Nas entrevistas, observamos um empenho de ir além das dificuldades cotidianas do mais perfeito modo possível. Constatamos nesses depoimentos que o professor iniciante almeja “fazer algo diferente” em suas aulas para demonstrar aos alunos que, mesmo sendo jovem e inexperiente, é o professor deles e, por isso, sabe o que está fazendo. Para esses professores iniciantes, é relevante demonstrar domínio sobre o conteúdo a ser ensinado a seus alunos. Quando conseguem alcançar esse objetivo expressam felicidade.

Conforme o estudo realizado por Silveira (2002), apoiado em Huberman (1995), a superação de cada dificuldade encontrada na carreira docente é realmente sentida como uma espécie de sobrevivência. A autora verificou também por meio da própria experiência, que o ato de ensinar é árduo, assinalado pelo improviso ou o popularmente chamado “jogo de cintura” (grifos da pesquisadora).

De acordo com Marcelo García (1992), três fatores tornam a fase de iniciação na profissão mais fácil ou mais difícil: as condições de trabalho encontradas pelos professores no local de trabalho, o apoio que recebem e as relações mais ou menos favoráveis que irão vivenciar.

Os dados obtidos por meio dos depoimentos desses iniciantes enfatizam que o início da carreira docente é muito importante e exige a integração com professores mais experientes.

Nas falas dos iniciantes, podemos observar como também são muito importantes as relações estabelecidas entre os docentes com quem trabalham. As trocas de experiências e interações entre os mais experientes e os iniciantes favorecem a aprendizagem da docência. A escola deve ser um ambiente coletivo de formação que possibilite as trocas de experiências, grupos de estudos que possibilitem aos iniciantes aprender como ser um bom professor.

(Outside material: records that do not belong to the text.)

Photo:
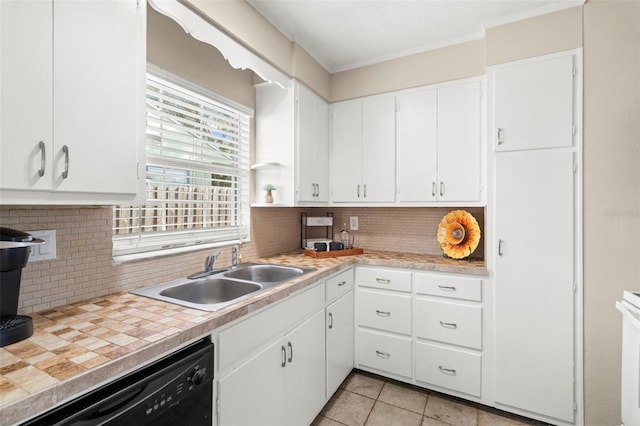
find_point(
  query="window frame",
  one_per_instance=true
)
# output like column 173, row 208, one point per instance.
column 140, row 245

Esses professores, ao relatarem como foi o início de suas carreiras, apontam sentimentos de luta ora de “descoberta”, ora de sobrevivência na profissão, destacados por Huberman (1992), em que são vivenciados momentos de intensas aprendizagens. Nesse período, conforme o autor destaca, prevalecem dois aspectos: a sobrevivência e a descoberta. A sobrevivência se

revela através do “choque com a realidade”, que os professores iniciantes sentem durante a confrontação inicial com a complexidade da situação profissional, a separação entre as ideias e as realidades da sala de aula, as dificuldades com os alunos que geram problemas, com o material didático inadequado, etc.